Progressive metal is all about leitmotifs. Dream theater specially uses the technique to great effect. Like in Six degrees of inner turbulence or the meta album (each song in the album is in a different other album but construct a separate sequence) 12 step suite, about alcoholism.

[–] Rai@lemmy.dbzer0.com 2 points 2 years ago

Gawd I love Dream Theater.

[–] acosmichippo@lemmy.world 1 points 2 years ago (1 children)

I'll have to listen again but I don't recall 6doit having any recurring musical phrases that accompany characters or other ideas throughout the album. there is an overture at the beginning that introduces the songs.

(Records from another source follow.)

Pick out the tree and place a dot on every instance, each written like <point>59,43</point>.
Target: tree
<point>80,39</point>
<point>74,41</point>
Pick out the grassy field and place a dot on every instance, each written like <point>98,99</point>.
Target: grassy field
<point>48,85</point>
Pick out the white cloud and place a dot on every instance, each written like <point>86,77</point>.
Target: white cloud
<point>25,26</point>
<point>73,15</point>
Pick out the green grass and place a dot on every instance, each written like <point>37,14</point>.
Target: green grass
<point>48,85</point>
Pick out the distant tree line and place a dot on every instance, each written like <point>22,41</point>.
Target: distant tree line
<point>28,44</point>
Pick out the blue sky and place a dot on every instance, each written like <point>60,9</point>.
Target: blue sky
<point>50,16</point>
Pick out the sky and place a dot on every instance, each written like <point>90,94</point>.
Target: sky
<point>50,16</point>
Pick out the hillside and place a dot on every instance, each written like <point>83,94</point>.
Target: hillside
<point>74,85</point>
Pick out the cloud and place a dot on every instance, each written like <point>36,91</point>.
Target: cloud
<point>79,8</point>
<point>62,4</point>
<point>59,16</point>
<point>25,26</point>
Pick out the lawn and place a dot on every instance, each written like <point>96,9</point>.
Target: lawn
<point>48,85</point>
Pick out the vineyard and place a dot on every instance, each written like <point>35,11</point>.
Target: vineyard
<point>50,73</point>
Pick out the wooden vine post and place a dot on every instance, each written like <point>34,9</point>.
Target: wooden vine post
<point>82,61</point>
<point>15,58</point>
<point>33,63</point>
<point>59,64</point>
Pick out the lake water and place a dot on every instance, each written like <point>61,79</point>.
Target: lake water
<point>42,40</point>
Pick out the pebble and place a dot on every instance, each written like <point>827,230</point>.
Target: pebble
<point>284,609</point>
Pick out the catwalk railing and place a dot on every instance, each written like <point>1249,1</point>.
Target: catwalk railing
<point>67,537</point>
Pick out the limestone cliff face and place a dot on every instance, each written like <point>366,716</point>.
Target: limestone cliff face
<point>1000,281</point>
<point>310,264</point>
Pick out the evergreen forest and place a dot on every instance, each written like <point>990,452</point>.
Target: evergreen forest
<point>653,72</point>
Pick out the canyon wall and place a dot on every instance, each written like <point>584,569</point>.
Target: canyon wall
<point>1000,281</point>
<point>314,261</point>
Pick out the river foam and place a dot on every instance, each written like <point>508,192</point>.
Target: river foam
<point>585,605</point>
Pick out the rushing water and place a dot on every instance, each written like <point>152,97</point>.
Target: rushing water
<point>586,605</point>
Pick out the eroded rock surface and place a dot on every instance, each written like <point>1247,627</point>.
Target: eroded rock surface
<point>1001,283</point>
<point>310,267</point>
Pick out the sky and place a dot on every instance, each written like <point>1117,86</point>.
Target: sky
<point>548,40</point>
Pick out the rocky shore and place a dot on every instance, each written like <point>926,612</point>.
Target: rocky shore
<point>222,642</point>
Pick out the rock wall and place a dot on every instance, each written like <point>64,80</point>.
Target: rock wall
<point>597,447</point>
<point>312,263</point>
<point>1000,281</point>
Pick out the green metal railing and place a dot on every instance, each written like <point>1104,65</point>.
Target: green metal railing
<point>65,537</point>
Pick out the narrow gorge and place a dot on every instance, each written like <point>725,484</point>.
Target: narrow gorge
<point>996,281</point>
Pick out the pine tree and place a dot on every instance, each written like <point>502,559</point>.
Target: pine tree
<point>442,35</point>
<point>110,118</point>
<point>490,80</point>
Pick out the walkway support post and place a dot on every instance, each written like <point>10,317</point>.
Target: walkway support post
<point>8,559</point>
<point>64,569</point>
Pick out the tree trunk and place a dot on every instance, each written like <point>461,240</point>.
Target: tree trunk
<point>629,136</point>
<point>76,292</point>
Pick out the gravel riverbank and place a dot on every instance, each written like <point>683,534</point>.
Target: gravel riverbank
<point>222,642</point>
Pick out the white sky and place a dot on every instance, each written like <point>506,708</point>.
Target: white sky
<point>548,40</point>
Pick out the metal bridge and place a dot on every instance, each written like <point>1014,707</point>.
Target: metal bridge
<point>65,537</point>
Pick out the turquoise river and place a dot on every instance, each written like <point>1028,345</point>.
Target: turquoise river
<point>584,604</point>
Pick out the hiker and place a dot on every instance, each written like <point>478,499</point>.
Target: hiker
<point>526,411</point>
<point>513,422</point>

[–] dustyData@lemmy.world 1 points 2 years ago (1 children)

It does, the overture doesn't only introduces later songs (through leitmotifs), it reuses them again for a reprise and a finale. Other examples include Metropolis part II: scenes from a memory, which is almost a musical, including characters, scenes and acts, and A change of seasons, where leitmotifs are not for characters but concepts.

[–] acosmichippo@lemmy.world 1 points 2 years ago (1 children)

It does, the overture doesn’t only introduces later songs (through leitmotifs), it reuses them again for a reprise and a finale.

yeah what I'm saying is I don't think that's really what a "leitmotif" is.

[–] dustyData@lemmy.world 1 points 2 years ago* (last edited 2 years ago) (1 children)

How is it not?. If anything, DT's instrumental use of leitmotif for composition is more classical and predates the crude and vulgar current interpretation of leitmotif="this character is on screen".

[–] acosmichippo@lemmy.world 1 points 2 years ago* (last edited 2 years ago) (1 children)

A leitmotif or Leitmotiv[1] (/ˌlaɪtmoʊˈtiːf/) is a "short, recurring musical phrase"[2] associated with a particular person, place, or idea.

I don't think any of DTs recurring musical phrases are "associated with a particular person, place, or idea." Like there has to be more to it than recurrence to be considered a leitmotif. Recurrence in music happened a lot for various reasons before the idea of leitmotifs, so if you use the term generically to that extent it loses any meaning.